Le lab: Comment faire du neuf avec du vieux?


Édition du 21 Décembre 2013

Le lab: Comment faire du neuf avec du vieux?


Édition du 21 Décembre 2013

Par Olivier Schmouker

Cette année, un homme a accepté de relever un défi dantesque en matière de créativité, à savoir donner un coup de jeune à cette institution cinquantenaire qu'est le Musée d'art contemporain (MAC) de Montréal. Cet homme, c'est John Zeppetelli, un Italo-Québécois de 52 ans à la gueule de baroudeur qui en est devenu, l'été dernier, le nouveau directeur général.

«Le MAC et moi, nous franchissons le cap du demi-siècle quasiment en même temps. C'est l'occasion d'une vaste remise en question, et donc d'un grand renouveau. L'idée est, en fait, de réussir à se renouveler, tout en restant fidèle à soi-même», m'a-t-il confié, bien installé dans l'un des fauteuils de cuir noir de son bureau aux trois murs vitrés, situé en plein coeur du Quartier des spectacles.
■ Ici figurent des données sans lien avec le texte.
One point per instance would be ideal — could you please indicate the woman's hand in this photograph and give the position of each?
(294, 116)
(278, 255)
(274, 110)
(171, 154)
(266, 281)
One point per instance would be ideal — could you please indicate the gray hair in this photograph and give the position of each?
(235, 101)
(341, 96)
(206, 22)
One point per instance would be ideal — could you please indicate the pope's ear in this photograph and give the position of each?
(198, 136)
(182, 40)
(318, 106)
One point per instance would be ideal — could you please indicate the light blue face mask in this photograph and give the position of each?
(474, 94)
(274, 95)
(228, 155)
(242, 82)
C'est que M. Zeppetelli est un expert en matière de remise en question existentielle. Sa carrière a priori chaotique en témoigne. Dans les années 1980, il a été libraire à Hampstead, le quartier de l'intelligentsia de Londres : «J'avais parmi mes clients l'écrivain Salman Rushdie», dit-il d'un air encore ébahi. Puis, il a dirigé les conférences de l'Institute of Contemporary Arts de Londres, à l'époque un incroyable bouillon de culture où l'on pouvait rencontrer l'icône littéraire Susan Sontag.
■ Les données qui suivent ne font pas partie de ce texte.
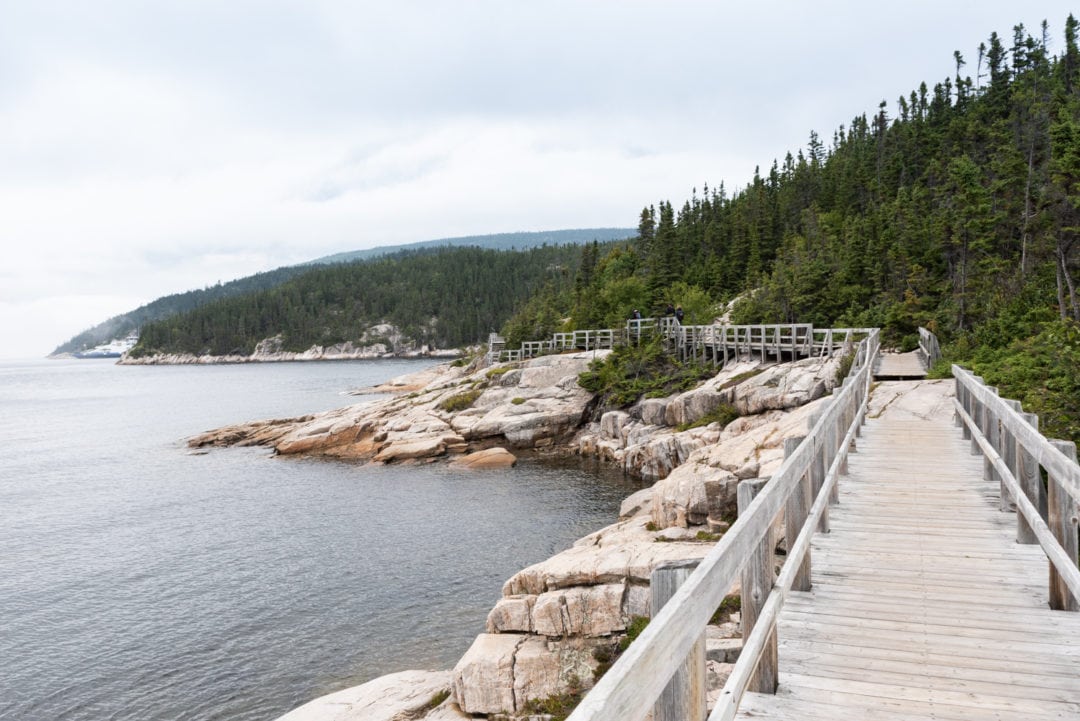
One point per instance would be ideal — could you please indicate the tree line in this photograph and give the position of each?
(443, 298)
Il est ensuite revenu aux études : il s'est inscrit aux prestigieux cours du Whitney Museum de New York pour développer ses connaissances en art. «Je voulais devenir cinéaste. Mais on disait à propos des cours du Whitney qu'ils tuaient la fibre artistique plus qu'autre chose, et c'est peut-être bien ce qui m'est arrivé», m'a-t-il confié, en précisant qu'il a néanmoins réussi à tourner depuis des courts et moyens métrages.

Un havre de paix

Durant ses études new-yorkaises, il a fait de nombreuses excursions à Montréal, sa ville natale. «Elle me semblait un havre de calme et de paix. J'ai eu envie de venir m'y installer avec ma petite famille», m'a-t-il dit. Et c'est ainsi qu'il est reparti à zéro, en devenant libraire... à la librairie du MAC !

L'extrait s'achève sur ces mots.